Oh yeah one more thing do you know where i can get some RUBs fromcant seem to find any its not helping as im not sure what they look like ive tryed searching for them through google but i just keep getting rubs for cooking and other things lol thanks for your time and sorry to bother you with simple silly things i should know :blush:


Thank you both very much for your replys and advice much appreciated :2thumb::no1:


----------



## quadrapop (Sep 20, 2008)

No bother and good luck with them. Might be wise to get some vermiculite if your expecting more eggs. Theres also plenty different home made incubators that are cheap and easy to make. Just make sure your femalse gets plenty calcium and food over this time.


----------



## Martin Larkin (Sep 1, 2011)

quadrapop said:


> No bother and good luck with them. Might be wise to get some vermiculite if your expecting more eggs. Theres also plenty different home made incubators that are cheap and easy to make. Just make sure your femalse gets plenty calcium and food over this time.

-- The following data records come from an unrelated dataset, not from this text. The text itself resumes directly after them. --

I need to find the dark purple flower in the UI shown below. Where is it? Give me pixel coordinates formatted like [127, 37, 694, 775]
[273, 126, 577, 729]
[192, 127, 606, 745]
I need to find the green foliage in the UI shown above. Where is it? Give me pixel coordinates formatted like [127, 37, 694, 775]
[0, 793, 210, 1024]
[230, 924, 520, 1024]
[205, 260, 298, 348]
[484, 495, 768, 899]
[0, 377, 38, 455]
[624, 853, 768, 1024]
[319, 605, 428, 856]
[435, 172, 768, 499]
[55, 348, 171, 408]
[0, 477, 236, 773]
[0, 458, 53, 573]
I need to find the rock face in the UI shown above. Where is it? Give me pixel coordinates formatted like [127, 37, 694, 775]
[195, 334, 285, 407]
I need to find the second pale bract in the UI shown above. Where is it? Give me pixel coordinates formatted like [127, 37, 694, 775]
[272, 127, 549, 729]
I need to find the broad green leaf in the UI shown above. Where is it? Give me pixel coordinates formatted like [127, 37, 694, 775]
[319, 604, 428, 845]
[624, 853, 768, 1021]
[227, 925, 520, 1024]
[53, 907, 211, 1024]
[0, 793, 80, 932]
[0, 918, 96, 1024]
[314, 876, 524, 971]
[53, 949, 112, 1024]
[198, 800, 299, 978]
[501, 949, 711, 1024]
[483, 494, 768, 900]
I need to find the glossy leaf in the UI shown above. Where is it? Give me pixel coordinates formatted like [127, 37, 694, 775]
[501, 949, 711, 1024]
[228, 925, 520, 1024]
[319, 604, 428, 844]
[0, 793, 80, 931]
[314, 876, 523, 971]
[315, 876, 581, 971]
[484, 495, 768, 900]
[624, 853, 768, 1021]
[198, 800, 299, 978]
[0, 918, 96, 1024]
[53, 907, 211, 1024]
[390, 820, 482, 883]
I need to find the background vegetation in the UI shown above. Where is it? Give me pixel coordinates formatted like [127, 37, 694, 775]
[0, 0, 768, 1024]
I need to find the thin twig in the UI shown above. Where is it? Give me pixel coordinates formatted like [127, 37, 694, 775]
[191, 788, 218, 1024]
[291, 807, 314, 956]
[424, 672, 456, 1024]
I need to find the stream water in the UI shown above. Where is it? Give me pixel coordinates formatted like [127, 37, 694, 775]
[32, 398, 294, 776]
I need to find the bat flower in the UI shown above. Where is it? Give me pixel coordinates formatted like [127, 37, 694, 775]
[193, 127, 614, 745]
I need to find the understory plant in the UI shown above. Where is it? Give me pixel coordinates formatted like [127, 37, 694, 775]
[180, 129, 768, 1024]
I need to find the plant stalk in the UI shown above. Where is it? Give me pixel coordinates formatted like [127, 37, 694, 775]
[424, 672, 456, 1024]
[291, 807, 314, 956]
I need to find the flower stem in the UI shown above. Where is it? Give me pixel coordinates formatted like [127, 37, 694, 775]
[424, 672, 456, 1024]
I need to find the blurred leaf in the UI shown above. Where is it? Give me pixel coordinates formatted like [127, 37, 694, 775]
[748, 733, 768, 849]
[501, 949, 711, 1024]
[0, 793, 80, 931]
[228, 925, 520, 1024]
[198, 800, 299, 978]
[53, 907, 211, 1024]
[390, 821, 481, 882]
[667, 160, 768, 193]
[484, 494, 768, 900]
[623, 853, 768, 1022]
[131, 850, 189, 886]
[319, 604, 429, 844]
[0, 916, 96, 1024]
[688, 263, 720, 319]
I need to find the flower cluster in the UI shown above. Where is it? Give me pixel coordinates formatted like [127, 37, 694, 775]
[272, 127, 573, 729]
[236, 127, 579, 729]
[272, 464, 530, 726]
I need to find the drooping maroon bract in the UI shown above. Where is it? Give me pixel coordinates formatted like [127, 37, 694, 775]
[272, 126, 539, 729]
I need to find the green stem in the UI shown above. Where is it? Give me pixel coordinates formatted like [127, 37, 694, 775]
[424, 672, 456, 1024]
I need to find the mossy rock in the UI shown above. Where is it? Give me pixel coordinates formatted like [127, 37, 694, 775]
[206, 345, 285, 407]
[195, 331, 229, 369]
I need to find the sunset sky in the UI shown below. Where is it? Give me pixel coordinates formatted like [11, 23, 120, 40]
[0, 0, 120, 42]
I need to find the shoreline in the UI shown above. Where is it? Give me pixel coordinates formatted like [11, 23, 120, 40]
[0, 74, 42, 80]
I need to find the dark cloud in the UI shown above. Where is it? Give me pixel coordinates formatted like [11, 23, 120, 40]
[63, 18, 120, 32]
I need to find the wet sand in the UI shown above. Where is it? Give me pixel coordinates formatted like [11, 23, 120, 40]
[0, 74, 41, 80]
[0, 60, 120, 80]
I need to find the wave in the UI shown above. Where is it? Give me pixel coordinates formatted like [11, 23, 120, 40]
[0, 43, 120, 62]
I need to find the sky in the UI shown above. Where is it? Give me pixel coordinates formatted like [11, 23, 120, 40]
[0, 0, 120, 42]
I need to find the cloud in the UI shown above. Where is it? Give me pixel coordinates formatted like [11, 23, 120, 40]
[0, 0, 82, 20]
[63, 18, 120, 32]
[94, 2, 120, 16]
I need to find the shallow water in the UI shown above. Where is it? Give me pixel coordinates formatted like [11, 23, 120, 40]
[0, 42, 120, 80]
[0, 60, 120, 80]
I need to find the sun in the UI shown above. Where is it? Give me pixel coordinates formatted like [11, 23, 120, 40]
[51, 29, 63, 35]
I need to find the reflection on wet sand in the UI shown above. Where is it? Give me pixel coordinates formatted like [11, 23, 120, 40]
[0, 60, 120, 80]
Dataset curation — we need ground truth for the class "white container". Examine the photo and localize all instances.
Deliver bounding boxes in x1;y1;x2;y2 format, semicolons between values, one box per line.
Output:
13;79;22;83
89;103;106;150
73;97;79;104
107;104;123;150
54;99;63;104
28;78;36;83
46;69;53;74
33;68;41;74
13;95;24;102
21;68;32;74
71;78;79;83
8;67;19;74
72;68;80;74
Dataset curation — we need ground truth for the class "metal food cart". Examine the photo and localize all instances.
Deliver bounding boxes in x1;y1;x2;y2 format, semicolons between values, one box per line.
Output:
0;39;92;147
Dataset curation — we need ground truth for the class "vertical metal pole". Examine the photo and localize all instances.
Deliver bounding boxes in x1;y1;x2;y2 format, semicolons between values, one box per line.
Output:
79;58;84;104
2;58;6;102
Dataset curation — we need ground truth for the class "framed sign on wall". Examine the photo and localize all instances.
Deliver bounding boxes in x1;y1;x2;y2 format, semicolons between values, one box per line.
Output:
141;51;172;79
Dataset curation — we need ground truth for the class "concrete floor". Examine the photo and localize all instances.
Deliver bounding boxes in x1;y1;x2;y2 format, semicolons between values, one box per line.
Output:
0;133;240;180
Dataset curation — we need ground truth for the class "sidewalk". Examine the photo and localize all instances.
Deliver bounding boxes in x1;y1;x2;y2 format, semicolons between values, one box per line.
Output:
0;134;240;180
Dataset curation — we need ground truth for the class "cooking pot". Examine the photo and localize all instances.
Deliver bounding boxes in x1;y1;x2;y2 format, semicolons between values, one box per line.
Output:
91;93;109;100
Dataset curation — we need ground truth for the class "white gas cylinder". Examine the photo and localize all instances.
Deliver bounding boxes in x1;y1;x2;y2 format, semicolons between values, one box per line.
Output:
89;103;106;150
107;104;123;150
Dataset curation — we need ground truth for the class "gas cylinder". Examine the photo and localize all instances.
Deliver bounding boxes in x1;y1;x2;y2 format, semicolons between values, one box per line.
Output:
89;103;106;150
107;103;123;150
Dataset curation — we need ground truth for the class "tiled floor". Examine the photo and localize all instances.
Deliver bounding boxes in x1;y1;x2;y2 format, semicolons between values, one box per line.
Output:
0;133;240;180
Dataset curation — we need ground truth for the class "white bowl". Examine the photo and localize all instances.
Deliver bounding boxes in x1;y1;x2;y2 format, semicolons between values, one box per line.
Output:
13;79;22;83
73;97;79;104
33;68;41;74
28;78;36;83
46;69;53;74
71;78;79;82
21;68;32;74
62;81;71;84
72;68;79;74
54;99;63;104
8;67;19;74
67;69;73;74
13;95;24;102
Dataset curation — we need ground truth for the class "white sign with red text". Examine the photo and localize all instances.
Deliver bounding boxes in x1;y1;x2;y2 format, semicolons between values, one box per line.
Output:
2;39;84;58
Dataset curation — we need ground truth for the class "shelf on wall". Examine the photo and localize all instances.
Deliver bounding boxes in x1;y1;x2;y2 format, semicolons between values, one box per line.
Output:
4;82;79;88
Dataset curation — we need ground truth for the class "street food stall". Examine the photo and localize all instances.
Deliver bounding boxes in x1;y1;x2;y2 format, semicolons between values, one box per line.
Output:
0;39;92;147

Iv checked in my local pet shops but none of them stock vermiculite im not sure if she has any more she doesnt look big again yet and its been a few weeks since the last 2 she has been well fed i hand feed her a few extra cickets (dusted) to make sure she getting enough 
Thanks


----------



## quadrapop (Sep 20, 2008)

Martin Larkin said:


> Iv checked in my local pet shops but none of them stock vermiculite im not sure if she has any more she doesnt look big again yet and its been a few weeks since the last 2 she has been well fed i hand feed her a few extra cickets (dusted) to make sure she getting enough
> Thanks



I think you can get it in homebase too


----------



## Martin Larkin (Sep 1, 2011)

Yeeehaaa lol they hatched got 2 cute babys now they both hatched with in 24 hours of eachother. Im even more made up about it because people said I wouldnt get them to hatch :whip::notworthy::2thumb:: victory:


----------



## ex0tics (Jun 9, 2009)

Nope, glad to hear two have hatched


----------



## markn (Jul 29, 2010)

Martin Larkin said:


> Yeeehaaa lol they hatched got 2 cute babys now they both hatched with in 24 hours of eachother. Im even more made up about it because people said I wouldnt get them to hatch :whip::notworthy::2thumb:: victory:


Pics or you're lying. Lol.
Big congrats mate, it's a buzz hatching your first eggs and a big shock when they first scream and snap at you. 
2 bits of advice I'd give a first timer. Put kitchen towel everywhere in the rub/viv they will poo everywhere. It's also surprising how much they eat I keep loads of micro mealies in my viv with dusted veg so they are permanently loading.
Don't forget the pics. :2thumb:


----------



## Martin Larkin (Sep 1, 2011)

would love to put some pics on but sadly i dont have a cam not even on my phone :blush: yeah feel like a kid on xmas day lol I already put plenty of loo roll down didnt have any kitchen roll and got them some 2nd crickets that i will dust before i put any in thank you all for your advice everyone on here been a big help. Yeah it freaked me out first time it screemed and snapped at me lol cant wait to hold them lol 

Whats the best age to start getting them used to being handled and how old should the be before i can put them together and pass them on?


----------



## markn (Jul 29, 2010)

Mine are 2 weeks now and have been handled daily since tues. I wouldn't rehome them until they are over 18 grams in weight.


----------



## Martin Larkin (Sep 1, 2011)

ok thanks again they are angry little so an so's lol.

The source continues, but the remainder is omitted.